Et tout ce qu’il voudra, monsieur. La richesse est dans la vie un bien plus grand que la sagesse.

VOLPONE.

C’est vrai, mon bien-aimé Mosca ; cependant je me glorifie plus de l’habileté qui m’a valu ces trésors que de leur tranquille possession, car je n’emploie pas de moyens vulgaires ; je ne dois rien au commerce ni au hasard ; je ne fends pas la terre avec le soc des charrues ; je n’engraisse pas de bétail pour remplir les boucheries ; je n’ai ni usines pour le fer, ni moulins à broyer l’olive, ni manœuvres pour réduire mes blés en farine ; je ne souffle pas le verre subtil ; je n’expose pas des vaisseaux aux périls des mers tumultueuses ; je ne fais pas valoir mon argent dans les banques publiques ni dans l’usure privée.

MOSCA.

Non, monsieur, et vous ne dévorez pas le patrimoine des honnêtes gens prodigues.
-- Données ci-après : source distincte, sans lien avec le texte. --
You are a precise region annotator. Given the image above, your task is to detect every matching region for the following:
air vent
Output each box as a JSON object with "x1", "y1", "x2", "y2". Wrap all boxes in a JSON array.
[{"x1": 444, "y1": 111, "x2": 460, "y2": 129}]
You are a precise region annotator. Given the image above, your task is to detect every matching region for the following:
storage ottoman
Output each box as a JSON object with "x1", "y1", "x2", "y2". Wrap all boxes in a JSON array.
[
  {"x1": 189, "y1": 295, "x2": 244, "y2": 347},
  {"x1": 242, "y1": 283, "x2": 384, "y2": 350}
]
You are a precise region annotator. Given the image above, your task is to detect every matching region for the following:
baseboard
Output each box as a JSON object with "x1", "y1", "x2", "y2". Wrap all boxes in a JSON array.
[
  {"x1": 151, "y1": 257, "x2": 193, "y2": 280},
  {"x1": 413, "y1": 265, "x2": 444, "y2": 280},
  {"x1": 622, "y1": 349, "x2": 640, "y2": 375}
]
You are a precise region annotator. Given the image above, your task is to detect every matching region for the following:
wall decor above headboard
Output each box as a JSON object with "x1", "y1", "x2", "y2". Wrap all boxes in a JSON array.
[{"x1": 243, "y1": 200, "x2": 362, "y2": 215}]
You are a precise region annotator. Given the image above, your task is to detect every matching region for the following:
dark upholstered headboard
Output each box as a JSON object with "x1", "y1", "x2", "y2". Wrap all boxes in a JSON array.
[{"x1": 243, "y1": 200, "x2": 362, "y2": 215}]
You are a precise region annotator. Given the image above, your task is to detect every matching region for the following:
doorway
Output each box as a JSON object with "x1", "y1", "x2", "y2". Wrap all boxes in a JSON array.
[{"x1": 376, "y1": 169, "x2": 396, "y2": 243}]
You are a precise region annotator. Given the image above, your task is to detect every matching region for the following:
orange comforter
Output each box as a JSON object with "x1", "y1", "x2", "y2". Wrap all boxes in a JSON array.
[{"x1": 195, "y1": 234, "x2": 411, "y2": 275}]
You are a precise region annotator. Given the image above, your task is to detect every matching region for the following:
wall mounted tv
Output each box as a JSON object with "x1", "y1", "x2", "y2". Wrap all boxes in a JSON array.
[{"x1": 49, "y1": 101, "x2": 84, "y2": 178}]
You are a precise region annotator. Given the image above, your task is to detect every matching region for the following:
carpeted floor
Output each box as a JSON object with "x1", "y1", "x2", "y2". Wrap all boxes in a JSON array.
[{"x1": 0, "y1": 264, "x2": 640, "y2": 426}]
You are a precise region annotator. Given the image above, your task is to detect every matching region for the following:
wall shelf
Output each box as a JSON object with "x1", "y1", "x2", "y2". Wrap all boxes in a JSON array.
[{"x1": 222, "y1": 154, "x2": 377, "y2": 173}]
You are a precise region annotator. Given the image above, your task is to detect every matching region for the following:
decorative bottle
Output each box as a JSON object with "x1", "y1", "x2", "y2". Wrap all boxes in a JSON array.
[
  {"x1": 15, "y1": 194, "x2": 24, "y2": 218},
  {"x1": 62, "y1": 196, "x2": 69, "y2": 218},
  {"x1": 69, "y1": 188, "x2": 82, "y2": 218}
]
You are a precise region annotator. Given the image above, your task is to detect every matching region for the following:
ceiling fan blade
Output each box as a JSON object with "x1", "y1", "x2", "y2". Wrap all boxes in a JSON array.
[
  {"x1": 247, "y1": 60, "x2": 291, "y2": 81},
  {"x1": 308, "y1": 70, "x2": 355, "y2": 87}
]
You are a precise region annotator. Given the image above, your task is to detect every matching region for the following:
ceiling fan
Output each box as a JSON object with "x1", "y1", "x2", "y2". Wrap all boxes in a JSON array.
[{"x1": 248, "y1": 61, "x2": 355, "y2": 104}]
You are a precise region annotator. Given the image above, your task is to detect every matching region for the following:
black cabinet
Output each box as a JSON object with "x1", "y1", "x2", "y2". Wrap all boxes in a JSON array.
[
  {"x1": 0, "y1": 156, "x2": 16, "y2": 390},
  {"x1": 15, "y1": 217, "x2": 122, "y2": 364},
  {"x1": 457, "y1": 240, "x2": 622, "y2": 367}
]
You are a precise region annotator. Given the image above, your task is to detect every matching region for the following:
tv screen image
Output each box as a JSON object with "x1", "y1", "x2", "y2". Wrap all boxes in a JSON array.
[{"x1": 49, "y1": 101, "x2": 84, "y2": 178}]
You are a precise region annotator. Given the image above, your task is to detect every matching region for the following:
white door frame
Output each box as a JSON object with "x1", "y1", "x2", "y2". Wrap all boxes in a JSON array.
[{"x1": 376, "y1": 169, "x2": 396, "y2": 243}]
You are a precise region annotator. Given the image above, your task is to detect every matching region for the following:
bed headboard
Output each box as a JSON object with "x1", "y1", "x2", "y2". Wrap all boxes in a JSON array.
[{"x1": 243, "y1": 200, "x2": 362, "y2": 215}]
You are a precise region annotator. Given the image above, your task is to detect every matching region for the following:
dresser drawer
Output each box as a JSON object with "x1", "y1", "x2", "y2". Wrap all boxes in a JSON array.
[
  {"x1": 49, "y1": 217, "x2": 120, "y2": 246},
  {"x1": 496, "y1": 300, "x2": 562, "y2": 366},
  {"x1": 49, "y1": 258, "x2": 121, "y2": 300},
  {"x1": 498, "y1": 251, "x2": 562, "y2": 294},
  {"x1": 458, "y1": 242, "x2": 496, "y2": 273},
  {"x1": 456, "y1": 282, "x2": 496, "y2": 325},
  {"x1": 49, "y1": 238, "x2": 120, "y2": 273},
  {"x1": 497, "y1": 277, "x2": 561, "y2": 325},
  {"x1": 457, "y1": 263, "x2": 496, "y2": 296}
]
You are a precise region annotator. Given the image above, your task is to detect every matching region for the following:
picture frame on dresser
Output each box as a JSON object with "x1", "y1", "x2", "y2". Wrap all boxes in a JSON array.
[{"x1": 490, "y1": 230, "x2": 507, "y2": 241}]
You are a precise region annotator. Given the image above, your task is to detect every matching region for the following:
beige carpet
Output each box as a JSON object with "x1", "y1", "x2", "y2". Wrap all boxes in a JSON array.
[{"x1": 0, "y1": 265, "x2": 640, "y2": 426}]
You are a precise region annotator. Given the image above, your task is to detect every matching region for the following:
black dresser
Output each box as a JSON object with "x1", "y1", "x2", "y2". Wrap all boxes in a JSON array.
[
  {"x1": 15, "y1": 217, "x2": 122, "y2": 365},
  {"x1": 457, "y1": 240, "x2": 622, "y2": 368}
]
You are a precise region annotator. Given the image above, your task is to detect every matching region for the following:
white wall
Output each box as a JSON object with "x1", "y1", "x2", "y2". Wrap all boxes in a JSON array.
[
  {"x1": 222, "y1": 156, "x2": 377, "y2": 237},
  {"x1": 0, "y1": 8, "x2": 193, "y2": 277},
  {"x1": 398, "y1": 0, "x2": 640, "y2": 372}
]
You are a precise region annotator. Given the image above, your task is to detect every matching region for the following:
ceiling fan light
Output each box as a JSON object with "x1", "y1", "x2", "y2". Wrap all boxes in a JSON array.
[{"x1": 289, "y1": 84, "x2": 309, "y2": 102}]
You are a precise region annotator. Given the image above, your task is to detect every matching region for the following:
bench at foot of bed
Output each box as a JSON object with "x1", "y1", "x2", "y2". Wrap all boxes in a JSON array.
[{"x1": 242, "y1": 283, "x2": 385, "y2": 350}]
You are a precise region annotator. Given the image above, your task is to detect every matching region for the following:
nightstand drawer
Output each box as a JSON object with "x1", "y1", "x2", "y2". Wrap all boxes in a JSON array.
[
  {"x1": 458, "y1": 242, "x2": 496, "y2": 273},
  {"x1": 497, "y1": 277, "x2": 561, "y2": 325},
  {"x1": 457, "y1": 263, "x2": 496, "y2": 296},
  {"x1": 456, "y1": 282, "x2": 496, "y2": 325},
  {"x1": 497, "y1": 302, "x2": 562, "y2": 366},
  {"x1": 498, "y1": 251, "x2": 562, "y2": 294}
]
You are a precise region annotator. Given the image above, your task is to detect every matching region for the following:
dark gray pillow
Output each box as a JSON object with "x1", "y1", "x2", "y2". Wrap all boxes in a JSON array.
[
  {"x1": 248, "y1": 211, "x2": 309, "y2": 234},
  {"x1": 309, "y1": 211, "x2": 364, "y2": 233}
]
Il en est qui avalent un héritier fondant, aussi facilement qu’un

  1.                                                      Omnis enim res,
    Virtus, fama, decus, divina humanaque pulchris
    Divitiis parent : quas qui construxerit, ille
    Clarus erit, fortis, justus. — Sapiensne ? — Etiam ! et rex,
    Et quidquid volet.

    (Horace, lib. II, Sat. III.)

    Stertinius. En effet, toute chose, vertu, réputation, honneur, ce qui est de l’homme et ce qui est des Dieux, tout obéit aux belles richesses. Celui qui en amasse beaucoup sera illustre, courageux et juste.

    Damasippus. — Et sage aussi ?

    Stertinius. — Sans doute, et roi, et tout ce qu’il voudra être.